Sudan ziyareti sırasında eskiden Habeş krallarının ikametgahı, Osmanlı döneminde de Osmanlı’nın bölgedeki en önemli üssü olarak kullanılan Savakin Adası’nı da ziyaret eden Cumhurbaşkanı Erdoğan, “Kardeşim” dediği el Beşir’den bu adayı istedi!

Erdoğan’ın konuşması sırasında; “Bu adayı (Sevakin Adası) bize tahsis etseniz de tamamıyla şöyle bir restore etsek, bu adayı tekrar tarihi şanına layık bir hale getirsek” demesinin ertesi günü ada, Uluslararası Ceza Mahkemesinin Darfur’da soykırım yaptığı gerekçesiyle hakkında tutuklama kararı olan el Beşir tarafından Türkiye’ye “tahsis” edildi!

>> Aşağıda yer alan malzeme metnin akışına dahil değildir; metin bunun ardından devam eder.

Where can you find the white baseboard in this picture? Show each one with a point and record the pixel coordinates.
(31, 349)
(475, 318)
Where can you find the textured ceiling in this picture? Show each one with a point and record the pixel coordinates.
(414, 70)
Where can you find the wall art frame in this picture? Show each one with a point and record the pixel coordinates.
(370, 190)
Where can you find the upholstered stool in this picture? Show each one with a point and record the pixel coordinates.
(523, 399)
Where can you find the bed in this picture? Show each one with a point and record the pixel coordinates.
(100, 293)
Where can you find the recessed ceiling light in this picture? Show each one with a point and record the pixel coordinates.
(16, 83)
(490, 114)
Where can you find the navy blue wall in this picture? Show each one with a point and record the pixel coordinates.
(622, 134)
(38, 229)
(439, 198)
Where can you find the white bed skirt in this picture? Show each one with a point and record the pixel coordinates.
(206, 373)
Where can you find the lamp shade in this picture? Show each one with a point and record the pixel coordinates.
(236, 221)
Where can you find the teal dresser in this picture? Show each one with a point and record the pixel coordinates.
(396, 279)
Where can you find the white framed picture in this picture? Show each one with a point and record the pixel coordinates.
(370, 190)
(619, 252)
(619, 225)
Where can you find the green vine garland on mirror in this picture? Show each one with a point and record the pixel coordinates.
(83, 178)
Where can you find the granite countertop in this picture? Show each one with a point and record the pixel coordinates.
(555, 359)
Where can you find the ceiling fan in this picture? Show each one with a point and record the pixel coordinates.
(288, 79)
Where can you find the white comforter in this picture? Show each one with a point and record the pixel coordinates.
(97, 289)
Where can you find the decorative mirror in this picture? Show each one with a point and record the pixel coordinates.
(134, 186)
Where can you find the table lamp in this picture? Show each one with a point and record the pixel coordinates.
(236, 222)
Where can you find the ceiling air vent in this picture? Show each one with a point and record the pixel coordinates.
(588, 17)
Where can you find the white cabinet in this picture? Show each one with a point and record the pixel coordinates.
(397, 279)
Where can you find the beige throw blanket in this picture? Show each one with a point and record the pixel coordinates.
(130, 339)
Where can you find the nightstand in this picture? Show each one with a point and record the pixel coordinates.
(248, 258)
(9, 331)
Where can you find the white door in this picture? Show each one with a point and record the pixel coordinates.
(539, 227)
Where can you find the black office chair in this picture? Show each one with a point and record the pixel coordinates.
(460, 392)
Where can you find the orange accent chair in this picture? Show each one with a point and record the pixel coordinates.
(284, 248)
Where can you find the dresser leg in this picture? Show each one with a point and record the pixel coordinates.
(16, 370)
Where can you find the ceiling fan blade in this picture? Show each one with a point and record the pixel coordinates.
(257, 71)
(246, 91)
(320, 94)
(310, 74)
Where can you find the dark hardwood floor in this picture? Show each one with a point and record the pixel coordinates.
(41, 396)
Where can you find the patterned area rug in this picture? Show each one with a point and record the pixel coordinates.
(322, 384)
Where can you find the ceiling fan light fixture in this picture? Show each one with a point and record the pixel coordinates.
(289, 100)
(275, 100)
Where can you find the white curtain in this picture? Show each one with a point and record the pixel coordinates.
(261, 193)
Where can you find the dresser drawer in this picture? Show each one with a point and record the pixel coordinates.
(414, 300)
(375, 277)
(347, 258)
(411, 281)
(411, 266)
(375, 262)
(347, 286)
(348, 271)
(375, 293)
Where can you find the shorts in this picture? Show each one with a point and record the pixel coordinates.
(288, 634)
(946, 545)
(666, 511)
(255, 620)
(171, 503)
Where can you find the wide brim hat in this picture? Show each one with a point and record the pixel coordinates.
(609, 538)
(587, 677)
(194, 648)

Diyebiliriz ki Cumhurbaşkanının üç ülkeyi kapsayan ziyareti, herhalde, böyle ağır suçlamalarla hakkında tutuklama kararı olan el Beşir’e ‘övgüler” yapılması ve “Sevakin Adası’nın Türkiye’ye tahsisi” ile akıllarda kalacak ve Türkiye için çeşitli uluslararası platformlarda sorun olacaktır.

Çünkü Erdoğan adayı, “Kültür ve turizm amaçlı olarak ‘İhya etmek’ için istedik” dese de; Suudi Arabistan ve Mısır başta olmak üzere bölge ülkelerinin Türkiye’den bu eski Osmanlı yönetim merkezini askeri üs olarak kullanacağını iddia edeceğini söylemek bir kehanet değildir. Aslında “adanın ihyası”ndan söz edilirken adada savaş gemilerinin de kullanabileceği bir liman inşasından şimdiden söz edilmesi de, adanın kültür-turizm gibi “masum gerekçelerle” istenmediğinin de işaretidir.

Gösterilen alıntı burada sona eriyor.